The reoute(from RouterFunctions) accepts a RequestPredicate and HandlerFunction. HandlerFunction is a @FunctionalInteface.

RouterFunctions and RequestPredicates are helpers to make it easy to assemble the request routes and predicates.

@FunctionalInterface
public interface HandlerFunction<T extends ServerResponse> {
    Mono<T> handle(ServerRequest var1);
}

For the complete codes, check spring-reactive-sample/boot-start and spring-reactive-sample/boot-start-routes.

You can extract the handler codes into a new class.
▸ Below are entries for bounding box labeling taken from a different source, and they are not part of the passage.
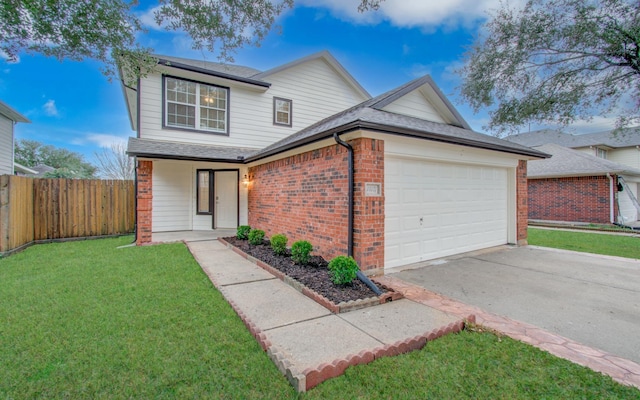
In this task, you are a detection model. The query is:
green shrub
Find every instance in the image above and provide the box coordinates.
[271,233,289,256]
[291,240,313,265]
[249,229,264,246]
[329,256,358,285]
[236,225,251,240]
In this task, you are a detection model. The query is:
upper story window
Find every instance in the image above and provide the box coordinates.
[273,97,292,126]
[164,76,229,133]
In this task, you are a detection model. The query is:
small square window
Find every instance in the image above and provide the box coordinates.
[273,97,292,126]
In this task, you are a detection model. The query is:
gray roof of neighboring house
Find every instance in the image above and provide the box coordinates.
[249,75,548,161]
[0,100,31,122]
[527,143,640,178]
[505,128,640,149]
[127,137,257,163]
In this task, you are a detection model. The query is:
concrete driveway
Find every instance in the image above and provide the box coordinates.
[391,242,640,363]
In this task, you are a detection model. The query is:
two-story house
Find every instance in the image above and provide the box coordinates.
[506,128,640,227]
[0,101,31,175]
[123,52,546,274]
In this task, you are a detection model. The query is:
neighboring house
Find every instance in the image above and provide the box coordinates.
[124,52,547,274]
[527,144,640,225]
[506,128,640,226]
[0,101,31,175]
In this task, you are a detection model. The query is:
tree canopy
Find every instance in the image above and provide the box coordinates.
[459,0,640,134]
[0,0,383,82]
[15,139,96,179]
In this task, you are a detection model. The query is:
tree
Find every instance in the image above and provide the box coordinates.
[0,0,383,83]
[459,0,640,135]
[15,139,96,179]
[94,143,135,180]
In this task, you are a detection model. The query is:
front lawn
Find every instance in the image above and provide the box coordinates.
[528,228,640,259]
[0,237,640,399]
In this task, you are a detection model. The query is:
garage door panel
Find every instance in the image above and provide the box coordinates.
[385,157,508,268]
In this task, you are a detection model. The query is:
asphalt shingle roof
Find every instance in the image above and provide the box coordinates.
[527,143,640,178]
[249,75,547,160]
[505,128,640,149]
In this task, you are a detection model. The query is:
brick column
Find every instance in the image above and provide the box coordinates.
[349,138,384,275]
[516,160,529,246]
[136,160,153,245]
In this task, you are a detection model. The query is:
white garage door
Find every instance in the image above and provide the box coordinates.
[385,157,509,268]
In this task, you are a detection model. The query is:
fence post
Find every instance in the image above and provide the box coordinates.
[0,175,11,252]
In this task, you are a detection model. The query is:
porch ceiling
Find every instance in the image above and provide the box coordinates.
[127,138,258,163]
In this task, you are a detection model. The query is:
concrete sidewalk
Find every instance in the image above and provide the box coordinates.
[186,240,474,392]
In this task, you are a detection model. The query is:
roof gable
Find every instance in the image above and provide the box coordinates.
[527,143,640,178]
[251,50,371,99]
[0,100,31,122]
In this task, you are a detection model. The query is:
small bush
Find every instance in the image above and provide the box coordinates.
[236,225,251,240]
[329,256,358,285]
[291,240,313,265]
[271,233,289,256]
[249,229,264,246]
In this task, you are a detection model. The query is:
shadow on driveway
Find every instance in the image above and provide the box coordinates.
[390,246,640,363]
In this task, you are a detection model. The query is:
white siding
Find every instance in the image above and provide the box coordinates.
[152,160,248,232]
[618,179,640,224]
[383,89,446,123]
[140,59,366,148]
[152,161,195,232]
[607,147,640,169]
[0,115,13,175]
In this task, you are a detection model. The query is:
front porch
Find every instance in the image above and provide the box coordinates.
[151,229,236,243]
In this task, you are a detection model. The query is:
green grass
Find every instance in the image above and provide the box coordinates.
[0,237,640,399]
[528,228,640,259]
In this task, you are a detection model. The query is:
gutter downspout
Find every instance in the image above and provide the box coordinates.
[333,132,382,296]
[607,172,616,224]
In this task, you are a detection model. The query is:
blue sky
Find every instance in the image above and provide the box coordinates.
[0,0,610,161]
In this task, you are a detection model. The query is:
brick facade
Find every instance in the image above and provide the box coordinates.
[516,160,529,246]
[528,176,617,224]
[136,160,153,245]
[249,139,384,273]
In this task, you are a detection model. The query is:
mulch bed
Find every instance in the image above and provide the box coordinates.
[223,237,386,304]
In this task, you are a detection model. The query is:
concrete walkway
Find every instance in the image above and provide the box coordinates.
[186,240,464,392]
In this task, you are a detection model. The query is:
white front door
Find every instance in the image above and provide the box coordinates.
[214,171,238,228]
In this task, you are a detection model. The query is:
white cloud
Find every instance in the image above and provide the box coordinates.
[0,50,20,64]
[83,133,129,148]
[300,0,521,28]
[138,6,163,30]
[42,99,58,117]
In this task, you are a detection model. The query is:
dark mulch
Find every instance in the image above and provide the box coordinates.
[224,237,384,304]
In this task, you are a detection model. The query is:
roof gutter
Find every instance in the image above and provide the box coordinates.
[607,172,615,224]
[158,58,271,88]
[333,132,382,296]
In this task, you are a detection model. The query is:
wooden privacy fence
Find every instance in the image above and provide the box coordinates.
[0,175,135,253]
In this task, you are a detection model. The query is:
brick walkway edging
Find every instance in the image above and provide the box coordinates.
[376,276,640,389]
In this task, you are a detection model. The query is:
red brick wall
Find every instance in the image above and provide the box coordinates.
[249,139,384,272]
[136,160,153,245]
[516,160,529,246]
[529,176,610,224]
[350,139,384,275]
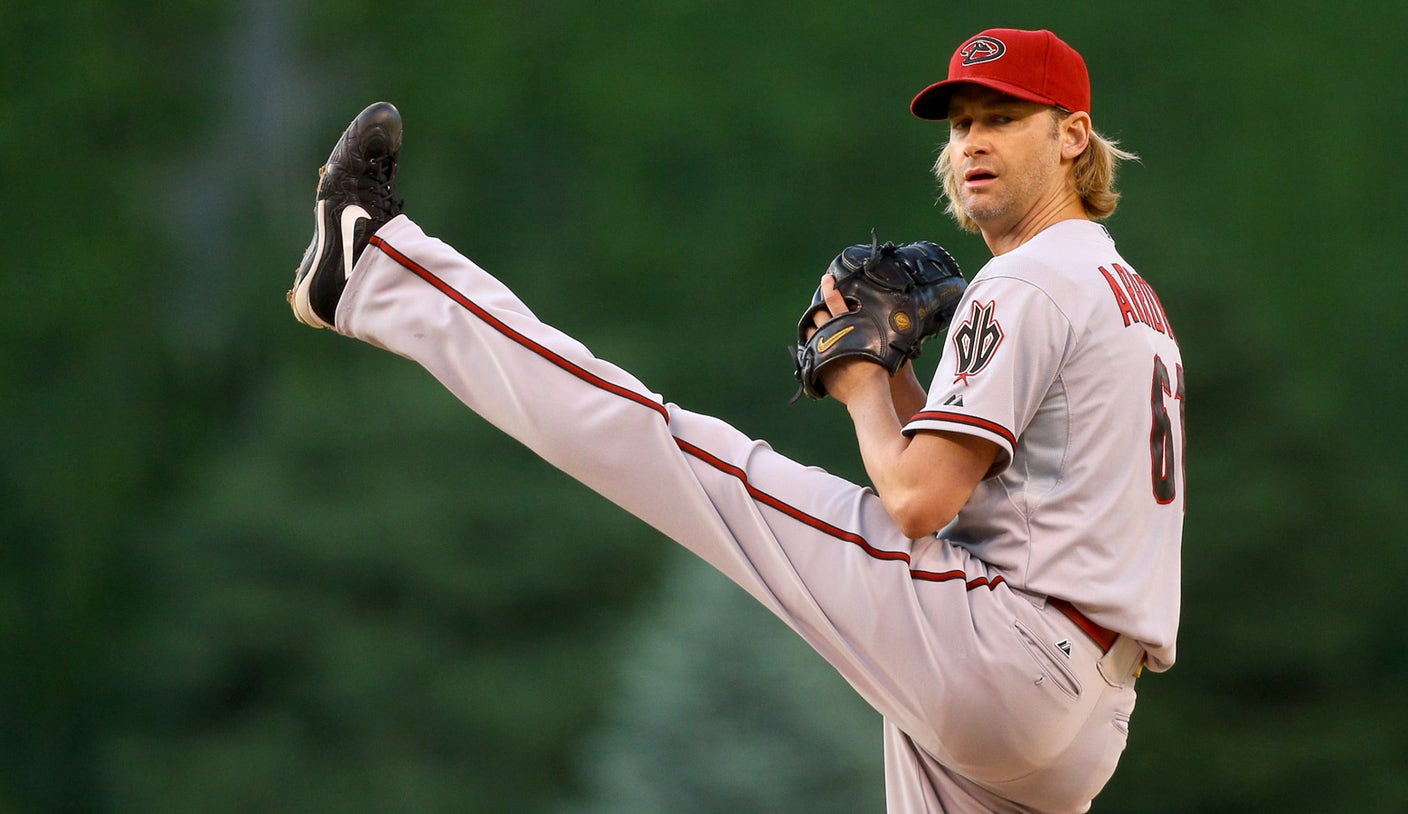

The following code fragments demonstrates the same features of PostController but written in RouterFunction.

@Bean
public RouterFunction<ServerResponse> routes(PostHandler postController) {
    return route(GET("/posts"), postController::all)
        .andRoute(POST("/posts"), postController::create)
        .andRoute(GET("/posts/{id}"), postController::get)
        .andRoute(PUT("/posts/{id}"), postController::update)
        .andRoute(DELETE("/posts/{id}"), postController::delete);
}

The implementation of HandlerFunction are centralized in a PostHandler class.

@Component
class PostHandler {

    private final PostRepository posts;

    public PostHandler(PostRepository posts) {
        this.posts = posts;
    }

    public Mono<ServerResponse> all(ServerRequest req) {
        return ServerResponse.ok().body(this.posts.findAll(), Post.class);
    }

    public Mono<ServerResponse> create(ServerRequest req) {
        return req.bodyToMono(Post.class)
            .flatMap(post -> this.posts.save(post))
            .flatMap(p -> ServerResponse.created(URI.create("/posts/" + p.getId())).build());
    }

    public Mono<ServerResponse> get(ServerRequest req) {
        return this.posts.findById(req.pathVariable("id"))
            .flatMap(post -> ServerResponse.ok().body(Mono.just(post), Post.class))
            .switchIfEmpty(ServerResponse.notFound().build());
    }

    public Mono<ServerResponse> update(ServerRequest req) {

        return Mono
            .zip(
                (data) -> {
                    Post p = (Post) data[0];
                    Post p2 = (Post) data[1];
                    p.setTitle(p2.getTitle());
                    p.setContent(p2.getContent());
                    return p;
                },
                this.posts.findById(req.pathVariable("id")),
                req.bodyToMono(Post.class)
            )
            .cast(Post.class)
            .flatMap(post -> this.posts.save(post))
            .flatMap(post -> ServerResponse.noContent().build());

    }

    public Mono<ServerResponse> delete(ServerRequest req) {
        return ServerResponse.noContent().build(this.posts.deleteById(req.pathVariable("id")));
    }

}

For the complete codes, check spring-reactive-sample/boot-routes.

NOTE: The RouterFunction is ported back to Servlet stack since 5.2, check my example hantsy/spring-webmvc-functional-sample.